“To families in seemingly impossible situations, Habitat for Humanity becomes a friend and partner. And, by their own labor and with God’s grace, they become owners of a decent home.”
― Linda Fuller
The co-founder of Habitat for Humanity International
Linda Fuller joined her husband Millard  in launching the nonprofit, ecumenical Christian housing ministry in 1976. Prior to this, she pioneered a low-cost housing program in rural southwest Georgia (1968-1972) and undertaking three years of similar work in Africa. Her leadership helped forge Habitat for Humanity into a worldwide housing ministry.

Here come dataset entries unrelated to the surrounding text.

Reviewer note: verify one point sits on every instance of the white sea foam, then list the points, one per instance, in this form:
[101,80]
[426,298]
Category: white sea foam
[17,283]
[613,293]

While Linda was earning her degree in elementary education at Huntingdon College in Montgomery, Alabama, her husband, Millard, began a marketing firm with a fellow attorney. The business prospered and soon the Fullers were millionaires. But with success and wealth, their marriage suffered. This crisis prompted the Fullers to re-evaluate their lives. Their soul-searching led to reconciliation with each other and to a renewal of their Christian commitment.
A step of faith
The Fullers then took a dramatic step: They decided to sell all of their possessions―giving the money to the poor—and to begin searching for a new focus. This search led them to Koinonia Farm, a Christian community located near Americus, Georgia where people were looking for practical ways to apply Christ’s teachings.
Beginnings of a new idea
With Koinonia founder Clarence Jordan and a few others, the Fullers initiated several partnership enterprises, including a housing ministry. They followed a passage in the Bible that says someone lending money to the poor should not act as a creditor and should not charge interest (Exodus 22:25.) In doing so, they chose to build houses on a no-profit, no-interest basis, thus making homes affordable to families with low incomes.
Each homeowner family was expected to make monthly payments over a 20-year period. These mortgage payments were placed into a revolving fund and money from that fund was then used to build more houses.
In 1973, the Fullers moved to Africa with their four children to test their housing model overseas. They were sponsored by the Christian Church (Disciples of Christ) and worked in Zaire, now the Democratic Republic of the Congo. The housing project was a success and became a working reality in Zaire. The Fullers were convinced that this model could be expanded and applied all over the world.
Habitat for Humanity International is formed
Upon their return home in 1976, the Fullers met with members of the Koinonia community and several people from across the United States and decided to create a new, independent organization: Habitat for Humanity International. From 1976 to 2005, the Fullers devoted their energies to the expansion of Habitat for Humanity throughout the world.
Linda Fuller’s accomplishments and commitments have been widely recognized. She has received seven honorary doctorate degrees and numerous awards, including the prestigious Harry S. Truman Public Service Award and the Mark O. Hatfield Leadership Award from the Council of Christian Colleges and Universities (2001). Linda and her husband Millard are also Extra Mile honorees (2002) in the Points of Light Foundation memorial in downtown Washington, D.C.
Linda also took a leading role in planning the Nazareth Village Project, a re-creation of a first-century village in Nazareth. The village and museum/study/visitor center are aimed at helping people understand the teachings and times of Christ.
Linda Fuller works at the Women Building A Legacy kickoff event in Denver in 2001
Women in construction
A group of women at Habitat for Humanity’s international headquarters launched Women Accepting the Challenge of Housing. Eight years and 200 houses later, Linda spearheaded the formation of the Women Build  department at Habitat for Humanity International.
Women Build, like WATCH, seeks to increase the involvement and skill level of women in the construction of Habitat houses. The Women Build department’s first major initiative was the highly successful First Ladies Build. During First Ladies Build, current and former first ladies, women governors, concerned women and Habitat partner families helped sponsor and organize women to build Habitat houses.
A second initiative, Women Building A Legacy, challenged women to make a positive impact on the future by providing safe, healthy housing where children can flourish and grow. Spearheaded by women celebrities and U.S. first ladies, Women Building A Legacy resulted in the completion of nearly 100 simple, decent, affordable houses built with families in need.
Mental health partnership
As a strong advocate of mental health, Linda initiated a partnership between Habitat for Humanity and mental health organizations in 1999. Through the partnership, consumers of mental health services work with Habitat affiliates to build houses with mental health providers, professionals and people representing mental health organizations and agencies.